1970 Dünya Kupası Finali: Tarihin en iyi hücum takımı Catenaccio’nun en iyi temsilcisine karşı

Brezilya-İtalya
Brezilya-İtalya

Oyuncu değişikliğinin ve sarı, kırmızı kart uygulamalarının ilk kez uygulandığı 1970 Dünya Kupası’nın finalinde Brezilya ile İtalya karşı karşıya geldi. Bu maç her açıdan tarihi nitelikler taşıyordu…

Tarihin 9.Dünya Kupası 1970 yılında Meksika’da düzenleniyordu. Kuzey Amerika’da düzenlenen ilk Dünya Kupası olan Meksika 1970 için tüm konfederasyonlardan 75 takım eleme turlarına katıldı. Türkiye 1970 Dünya Kupası Elemeleri’nde George Best’in Kuzer İrlandası ve Soveytler Birliği ile aynı grupta yer almıştı. Bütün maçlarını kaybeden Milli Takım kupaya katılamadı. Elemelerde yaşanan bir olay ise futbol tarihine geçti. El Salvador ve Honduras arasında yapılan eleme maçları sonunda çıkan olaylar iki ülke arasında savaşa neden oldu. Üç gün süren savaşın ardından barış imzalandıktan sonra El Salvador Dünya Kupası’na katılma hakkını kazandı. Meksika 1970'e toplam 16 ülke katıldı. Avrupa'dan 10, Güney Amerika'dan 3, Kuzey, Orta Amerika'dan 2, Afrika'dan ise bir ekip, Meksika'da mücadele etti.

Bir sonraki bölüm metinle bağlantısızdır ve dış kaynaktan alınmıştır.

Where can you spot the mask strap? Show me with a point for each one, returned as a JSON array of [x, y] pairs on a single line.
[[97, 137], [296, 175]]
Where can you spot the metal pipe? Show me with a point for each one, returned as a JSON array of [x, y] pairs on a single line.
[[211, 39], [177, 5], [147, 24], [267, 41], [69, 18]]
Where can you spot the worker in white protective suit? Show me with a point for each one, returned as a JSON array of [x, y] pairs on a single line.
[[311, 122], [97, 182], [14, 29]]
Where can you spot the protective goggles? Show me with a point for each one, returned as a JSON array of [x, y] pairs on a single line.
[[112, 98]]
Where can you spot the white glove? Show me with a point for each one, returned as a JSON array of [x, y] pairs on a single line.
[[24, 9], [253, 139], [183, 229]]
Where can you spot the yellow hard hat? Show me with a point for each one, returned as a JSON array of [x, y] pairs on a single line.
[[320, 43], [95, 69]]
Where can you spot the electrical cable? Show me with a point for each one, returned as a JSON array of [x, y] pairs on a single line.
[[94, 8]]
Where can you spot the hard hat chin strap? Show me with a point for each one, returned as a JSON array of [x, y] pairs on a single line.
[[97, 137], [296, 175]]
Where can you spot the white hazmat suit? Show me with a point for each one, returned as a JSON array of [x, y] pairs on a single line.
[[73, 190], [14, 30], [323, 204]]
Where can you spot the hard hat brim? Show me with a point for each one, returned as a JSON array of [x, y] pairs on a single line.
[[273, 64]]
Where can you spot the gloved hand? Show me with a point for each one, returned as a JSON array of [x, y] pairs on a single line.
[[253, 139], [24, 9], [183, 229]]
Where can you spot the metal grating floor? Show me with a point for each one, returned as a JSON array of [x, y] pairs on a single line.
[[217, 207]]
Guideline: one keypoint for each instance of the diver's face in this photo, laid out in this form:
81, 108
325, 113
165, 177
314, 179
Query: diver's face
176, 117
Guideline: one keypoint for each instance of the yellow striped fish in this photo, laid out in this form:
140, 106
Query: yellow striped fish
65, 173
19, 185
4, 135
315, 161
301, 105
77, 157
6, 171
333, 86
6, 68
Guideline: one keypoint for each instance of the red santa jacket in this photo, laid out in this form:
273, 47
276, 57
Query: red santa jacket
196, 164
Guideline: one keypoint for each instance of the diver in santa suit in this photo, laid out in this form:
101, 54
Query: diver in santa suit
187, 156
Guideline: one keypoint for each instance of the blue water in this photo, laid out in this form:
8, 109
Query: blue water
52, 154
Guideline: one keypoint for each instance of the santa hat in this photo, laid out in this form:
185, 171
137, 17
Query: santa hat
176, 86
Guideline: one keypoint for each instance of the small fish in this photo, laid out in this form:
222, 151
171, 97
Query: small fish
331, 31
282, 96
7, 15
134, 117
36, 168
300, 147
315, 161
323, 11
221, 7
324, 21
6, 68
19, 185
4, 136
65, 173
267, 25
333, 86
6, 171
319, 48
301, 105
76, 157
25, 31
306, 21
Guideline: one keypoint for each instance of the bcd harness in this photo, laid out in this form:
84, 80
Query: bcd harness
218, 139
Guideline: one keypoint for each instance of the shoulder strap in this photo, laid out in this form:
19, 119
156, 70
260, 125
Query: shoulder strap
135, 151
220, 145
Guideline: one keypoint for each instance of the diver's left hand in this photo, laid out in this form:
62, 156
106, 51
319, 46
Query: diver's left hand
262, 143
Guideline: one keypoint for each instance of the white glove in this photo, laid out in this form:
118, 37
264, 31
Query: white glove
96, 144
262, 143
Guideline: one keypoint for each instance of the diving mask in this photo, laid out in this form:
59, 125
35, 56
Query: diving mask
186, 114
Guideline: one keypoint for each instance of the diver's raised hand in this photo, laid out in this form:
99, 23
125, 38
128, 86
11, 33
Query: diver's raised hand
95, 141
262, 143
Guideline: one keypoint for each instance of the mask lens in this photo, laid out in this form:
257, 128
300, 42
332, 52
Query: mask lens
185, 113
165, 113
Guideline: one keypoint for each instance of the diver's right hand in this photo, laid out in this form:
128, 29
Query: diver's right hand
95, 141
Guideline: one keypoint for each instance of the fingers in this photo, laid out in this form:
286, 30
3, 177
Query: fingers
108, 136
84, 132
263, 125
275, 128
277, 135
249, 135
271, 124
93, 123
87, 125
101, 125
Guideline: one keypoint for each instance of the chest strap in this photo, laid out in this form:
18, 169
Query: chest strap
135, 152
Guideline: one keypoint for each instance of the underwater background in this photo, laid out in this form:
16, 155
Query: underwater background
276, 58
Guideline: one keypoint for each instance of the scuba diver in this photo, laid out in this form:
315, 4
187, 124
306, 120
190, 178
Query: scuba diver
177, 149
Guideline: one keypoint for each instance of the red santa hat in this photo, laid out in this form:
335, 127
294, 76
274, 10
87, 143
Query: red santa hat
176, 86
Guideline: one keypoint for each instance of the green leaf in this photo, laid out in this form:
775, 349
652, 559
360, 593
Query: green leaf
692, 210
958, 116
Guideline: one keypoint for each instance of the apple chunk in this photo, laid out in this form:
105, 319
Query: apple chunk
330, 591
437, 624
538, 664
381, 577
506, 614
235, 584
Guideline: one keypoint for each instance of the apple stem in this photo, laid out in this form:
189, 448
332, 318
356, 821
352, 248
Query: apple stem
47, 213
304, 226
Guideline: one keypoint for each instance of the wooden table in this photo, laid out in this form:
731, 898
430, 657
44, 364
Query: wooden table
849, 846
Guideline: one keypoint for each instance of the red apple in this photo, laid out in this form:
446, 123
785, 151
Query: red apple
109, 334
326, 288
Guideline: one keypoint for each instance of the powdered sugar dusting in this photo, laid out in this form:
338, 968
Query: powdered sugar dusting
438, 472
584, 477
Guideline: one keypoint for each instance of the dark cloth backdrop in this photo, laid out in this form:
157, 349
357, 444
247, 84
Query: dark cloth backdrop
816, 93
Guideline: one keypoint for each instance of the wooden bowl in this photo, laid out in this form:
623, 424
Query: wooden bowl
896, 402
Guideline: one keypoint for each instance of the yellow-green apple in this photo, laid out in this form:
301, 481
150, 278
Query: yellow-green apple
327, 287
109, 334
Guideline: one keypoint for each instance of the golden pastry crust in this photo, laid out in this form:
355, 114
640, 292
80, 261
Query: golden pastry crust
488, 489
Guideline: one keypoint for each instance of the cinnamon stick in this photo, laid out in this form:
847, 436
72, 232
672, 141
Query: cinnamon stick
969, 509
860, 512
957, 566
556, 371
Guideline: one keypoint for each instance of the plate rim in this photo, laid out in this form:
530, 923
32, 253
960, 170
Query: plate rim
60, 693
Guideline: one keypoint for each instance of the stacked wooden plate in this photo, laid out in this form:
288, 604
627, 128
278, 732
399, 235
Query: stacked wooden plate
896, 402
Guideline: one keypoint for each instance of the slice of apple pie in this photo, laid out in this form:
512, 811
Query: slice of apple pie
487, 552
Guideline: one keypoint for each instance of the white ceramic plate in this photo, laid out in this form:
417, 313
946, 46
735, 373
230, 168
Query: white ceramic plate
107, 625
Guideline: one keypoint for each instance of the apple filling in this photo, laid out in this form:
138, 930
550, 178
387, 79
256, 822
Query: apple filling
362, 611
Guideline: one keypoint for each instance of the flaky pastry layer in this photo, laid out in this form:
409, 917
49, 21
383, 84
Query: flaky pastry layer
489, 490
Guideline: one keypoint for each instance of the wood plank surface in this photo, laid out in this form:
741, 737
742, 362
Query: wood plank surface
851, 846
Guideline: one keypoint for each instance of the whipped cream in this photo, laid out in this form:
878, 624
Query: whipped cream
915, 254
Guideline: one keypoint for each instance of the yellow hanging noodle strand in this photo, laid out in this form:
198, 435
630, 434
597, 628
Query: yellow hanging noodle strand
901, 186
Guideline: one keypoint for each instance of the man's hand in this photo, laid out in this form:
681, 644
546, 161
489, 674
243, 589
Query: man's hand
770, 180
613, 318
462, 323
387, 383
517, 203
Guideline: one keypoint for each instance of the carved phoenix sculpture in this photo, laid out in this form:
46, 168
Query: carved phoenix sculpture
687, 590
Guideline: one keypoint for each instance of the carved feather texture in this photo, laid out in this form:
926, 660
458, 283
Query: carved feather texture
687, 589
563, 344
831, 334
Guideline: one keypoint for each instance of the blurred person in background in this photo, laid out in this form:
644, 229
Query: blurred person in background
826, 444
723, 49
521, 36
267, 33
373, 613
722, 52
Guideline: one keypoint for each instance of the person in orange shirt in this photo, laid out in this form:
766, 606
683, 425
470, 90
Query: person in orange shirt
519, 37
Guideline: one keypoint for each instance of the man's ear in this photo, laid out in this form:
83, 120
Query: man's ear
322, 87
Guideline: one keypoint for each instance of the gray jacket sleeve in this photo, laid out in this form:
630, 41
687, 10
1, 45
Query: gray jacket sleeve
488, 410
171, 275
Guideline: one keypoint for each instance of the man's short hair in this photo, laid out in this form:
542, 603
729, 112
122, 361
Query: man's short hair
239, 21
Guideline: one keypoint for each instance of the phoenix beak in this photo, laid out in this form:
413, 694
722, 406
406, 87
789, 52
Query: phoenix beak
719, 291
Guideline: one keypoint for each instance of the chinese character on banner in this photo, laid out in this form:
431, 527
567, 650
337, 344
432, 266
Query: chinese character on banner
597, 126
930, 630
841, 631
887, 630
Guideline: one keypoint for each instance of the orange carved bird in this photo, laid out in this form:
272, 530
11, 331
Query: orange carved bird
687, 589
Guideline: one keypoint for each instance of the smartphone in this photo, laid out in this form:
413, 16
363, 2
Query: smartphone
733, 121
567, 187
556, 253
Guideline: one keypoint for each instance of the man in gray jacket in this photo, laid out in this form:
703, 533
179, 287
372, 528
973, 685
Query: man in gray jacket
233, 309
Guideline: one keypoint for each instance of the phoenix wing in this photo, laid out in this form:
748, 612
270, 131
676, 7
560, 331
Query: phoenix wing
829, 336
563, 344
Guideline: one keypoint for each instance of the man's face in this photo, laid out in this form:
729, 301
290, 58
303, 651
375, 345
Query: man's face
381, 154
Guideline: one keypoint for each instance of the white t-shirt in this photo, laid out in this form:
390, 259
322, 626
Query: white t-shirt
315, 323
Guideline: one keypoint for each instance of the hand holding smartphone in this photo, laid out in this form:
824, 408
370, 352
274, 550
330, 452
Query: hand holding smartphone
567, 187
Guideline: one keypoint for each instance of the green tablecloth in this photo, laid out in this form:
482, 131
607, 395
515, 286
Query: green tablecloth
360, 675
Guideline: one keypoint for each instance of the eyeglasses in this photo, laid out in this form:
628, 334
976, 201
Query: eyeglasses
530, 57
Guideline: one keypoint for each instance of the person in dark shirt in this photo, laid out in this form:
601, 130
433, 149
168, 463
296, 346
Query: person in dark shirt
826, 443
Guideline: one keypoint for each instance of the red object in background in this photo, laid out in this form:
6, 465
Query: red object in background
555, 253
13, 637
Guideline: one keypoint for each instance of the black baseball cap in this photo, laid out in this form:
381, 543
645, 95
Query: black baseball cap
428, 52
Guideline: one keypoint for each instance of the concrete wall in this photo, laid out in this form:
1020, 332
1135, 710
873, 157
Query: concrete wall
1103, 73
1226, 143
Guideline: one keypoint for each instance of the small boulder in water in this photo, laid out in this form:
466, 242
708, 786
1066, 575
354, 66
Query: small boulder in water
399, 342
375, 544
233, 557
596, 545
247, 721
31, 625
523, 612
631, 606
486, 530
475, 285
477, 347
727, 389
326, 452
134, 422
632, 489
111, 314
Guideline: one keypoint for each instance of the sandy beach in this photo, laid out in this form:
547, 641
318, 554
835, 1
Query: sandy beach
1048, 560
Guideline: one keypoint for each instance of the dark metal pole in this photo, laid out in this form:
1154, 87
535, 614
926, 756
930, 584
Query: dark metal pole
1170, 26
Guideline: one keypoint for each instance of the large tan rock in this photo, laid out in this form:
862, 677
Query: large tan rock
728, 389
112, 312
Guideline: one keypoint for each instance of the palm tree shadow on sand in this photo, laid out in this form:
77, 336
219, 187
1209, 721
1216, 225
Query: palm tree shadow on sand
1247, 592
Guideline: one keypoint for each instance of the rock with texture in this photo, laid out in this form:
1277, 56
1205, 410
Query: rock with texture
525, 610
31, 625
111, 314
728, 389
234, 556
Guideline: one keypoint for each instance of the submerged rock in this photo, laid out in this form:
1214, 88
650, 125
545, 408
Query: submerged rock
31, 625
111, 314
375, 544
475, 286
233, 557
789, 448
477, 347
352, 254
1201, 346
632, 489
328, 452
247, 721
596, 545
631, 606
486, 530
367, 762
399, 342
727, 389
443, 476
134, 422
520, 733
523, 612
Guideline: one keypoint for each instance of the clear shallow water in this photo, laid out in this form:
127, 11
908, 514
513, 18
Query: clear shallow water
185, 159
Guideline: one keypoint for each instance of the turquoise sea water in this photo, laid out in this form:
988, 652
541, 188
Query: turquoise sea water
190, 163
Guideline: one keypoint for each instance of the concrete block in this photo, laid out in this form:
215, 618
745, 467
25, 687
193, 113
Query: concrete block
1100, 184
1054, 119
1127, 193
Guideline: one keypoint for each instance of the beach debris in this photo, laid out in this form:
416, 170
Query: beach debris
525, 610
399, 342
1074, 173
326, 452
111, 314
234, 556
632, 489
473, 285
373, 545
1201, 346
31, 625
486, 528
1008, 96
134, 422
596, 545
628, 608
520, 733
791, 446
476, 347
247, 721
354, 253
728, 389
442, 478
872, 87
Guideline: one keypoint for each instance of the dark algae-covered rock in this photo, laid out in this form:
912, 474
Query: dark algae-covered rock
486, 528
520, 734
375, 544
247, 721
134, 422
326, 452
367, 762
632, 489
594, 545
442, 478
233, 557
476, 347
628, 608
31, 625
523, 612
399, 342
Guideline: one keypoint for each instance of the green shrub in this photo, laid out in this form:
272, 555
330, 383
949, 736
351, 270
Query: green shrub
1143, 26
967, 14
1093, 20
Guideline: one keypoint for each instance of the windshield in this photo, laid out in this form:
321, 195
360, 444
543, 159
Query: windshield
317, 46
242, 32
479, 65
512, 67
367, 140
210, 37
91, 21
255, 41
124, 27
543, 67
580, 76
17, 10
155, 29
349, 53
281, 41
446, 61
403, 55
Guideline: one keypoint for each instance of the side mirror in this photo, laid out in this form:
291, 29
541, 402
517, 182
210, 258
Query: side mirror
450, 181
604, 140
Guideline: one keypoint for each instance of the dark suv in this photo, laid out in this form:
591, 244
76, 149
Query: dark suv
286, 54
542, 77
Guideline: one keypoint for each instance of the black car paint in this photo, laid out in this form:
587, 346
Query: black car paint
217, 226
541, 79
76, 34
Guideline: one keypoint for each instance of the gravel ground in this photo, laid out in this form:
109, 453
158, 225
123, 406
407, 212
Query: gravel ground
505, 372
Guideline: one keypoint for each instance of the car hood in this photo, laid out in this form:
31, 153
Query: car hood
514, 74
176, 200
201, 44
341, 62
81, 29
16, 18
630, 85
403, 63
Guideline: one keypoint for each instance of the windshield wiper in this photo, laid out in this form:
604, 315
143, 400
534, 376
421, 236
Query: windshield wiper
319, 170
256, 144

Yapılan grup ve eleme maçlarının sonunda Brezilya ve İtalya finale yükseldi. Maçın favorisi Brezilya’ydı. Finale gelene kadar turnuvanın favorilerinden İngiltere ve 1950 Dünya Kupası’nı kaybettikleri Uruguay’ı elemişlerdi. Artık oynadıkları futbol öyle bir seviyeye gelmişti ki; Pele, Rivelino, Jairzinho, Tostao ve Gerson’dan oluşan hücum hattı durdurulamaz olarak nitelendiriliyordu. Diğer tarafta 1934 ve 1938 Dünya Kupası’nın sahibi İtalya vardı. Son Avrupa şampiyonu İtalyanlar kupaya sessiz başlamış ancak grup aşamasından sonra vites yükselterek finale kadar gelmişlerdi.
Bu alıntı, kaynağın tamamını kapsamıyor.